Research on Low Dose CBCT Image Reconstruction Algorithm Based on Deep Learning

Radiation therapy, along with surgery and internal medicine therapy, is one of the three major methods of tumor treatment. To ensure that the actual treatment process is consistent with the radiotherapy plan and make the radiation accurately strikes the tumor, it is necessary to use the Cone Beam Computed Tomography (CBCT) device onboard the medical linear accelerator to quickly obtain CBCT images of the patient's treatment site before implementing radiotherapy. On the one hand, it is used to correct the patient's posture, and on the other hand, it can be used to observe the changes in the patient's tumor and normal tissue structure around the tumor, so as to timely revise the radiotherapy plan. Compared with CT images, CBCT has the characteristics of lower dose and more convenient access.
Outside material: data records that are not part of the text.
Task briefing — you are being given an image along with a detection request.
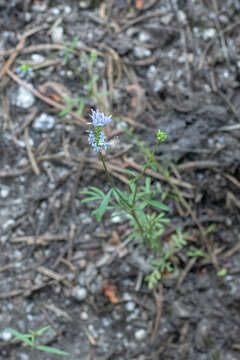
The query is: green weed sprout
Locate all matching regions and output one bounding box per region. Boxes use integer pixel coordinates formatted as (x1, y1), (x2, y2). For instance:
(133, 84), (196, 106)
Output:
(7, 326), (70, 356)
(16, 63), (33, 82)
(80, 110), (169, 286)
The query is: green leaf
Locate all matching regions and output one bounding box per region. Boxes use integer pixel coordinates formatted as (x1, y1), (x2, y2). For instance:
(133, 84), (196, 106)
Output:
(7, 328), (34, 346)
(32, 325), (51, 335)
(80, 186), (105, 199)
(113, 189), (130, 208)
(81, 196), (99, 204)
(122, 169), (136, 180)
(35, 345), (70, 356)
(92, 189), (113, 222)
(58, 104), (73, 117)
(149, 200), (169, 211)
(187, 248), (207, 257)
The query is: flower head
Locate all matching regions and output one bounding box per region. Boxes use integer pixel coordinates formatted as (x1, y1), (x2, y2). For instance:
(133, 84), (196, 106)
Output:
(88, 109), (112, 152)
(90, 109), (112, 127)
(157, 130), (167, 142)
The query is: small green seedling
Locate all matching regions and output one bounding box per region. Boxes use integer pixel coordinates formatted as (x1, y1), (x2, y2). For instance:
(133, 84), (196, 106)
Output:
(144, 252), (174, 290)
(187, 248), (208, 258)
(7, 326), (70, 356)
(172, 229), (188, 249)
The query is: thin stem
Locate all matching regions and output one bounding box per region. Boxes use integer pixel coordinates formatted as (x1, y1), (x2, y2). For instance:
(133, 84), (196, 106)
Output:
(132, 140), (161, 206)
(100, 153), (144, 237)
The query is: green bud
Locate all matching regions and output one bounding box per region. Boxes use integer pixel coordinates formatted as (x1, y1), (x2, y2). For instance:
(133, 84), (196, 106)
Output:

At present, CBCT only has single level ray imaging, and the commonly used CBCT imaging energy is 80 keV, which can avoid patients receiving additional radiation exposure. However, the organ tissue edges of the 80keVCBCT image are relatively blurry and cannot effectively suppress the generation of metal artifacts, making it limited in observing changes in the patient's target area. The use of 140keV imaging can significantly suppress artifacts in the image, improve image quality, and thus improve radiotherapy accuracy, but at the same time, it increases the burden on patients. Therefore, we propose a deep learning method. By collecting low-dose 80keVCBCT images, we can reconstruct and generate images closer to 140keV energy level, reduce the radiation exposure received by patients, and at the same time provide radiotherapy technicians with higher quality CBCT images, so as to improve the observation effect of tumors and their surrounding normal tissues, and achieve the purpose of improving the accuracy of radiotherapy.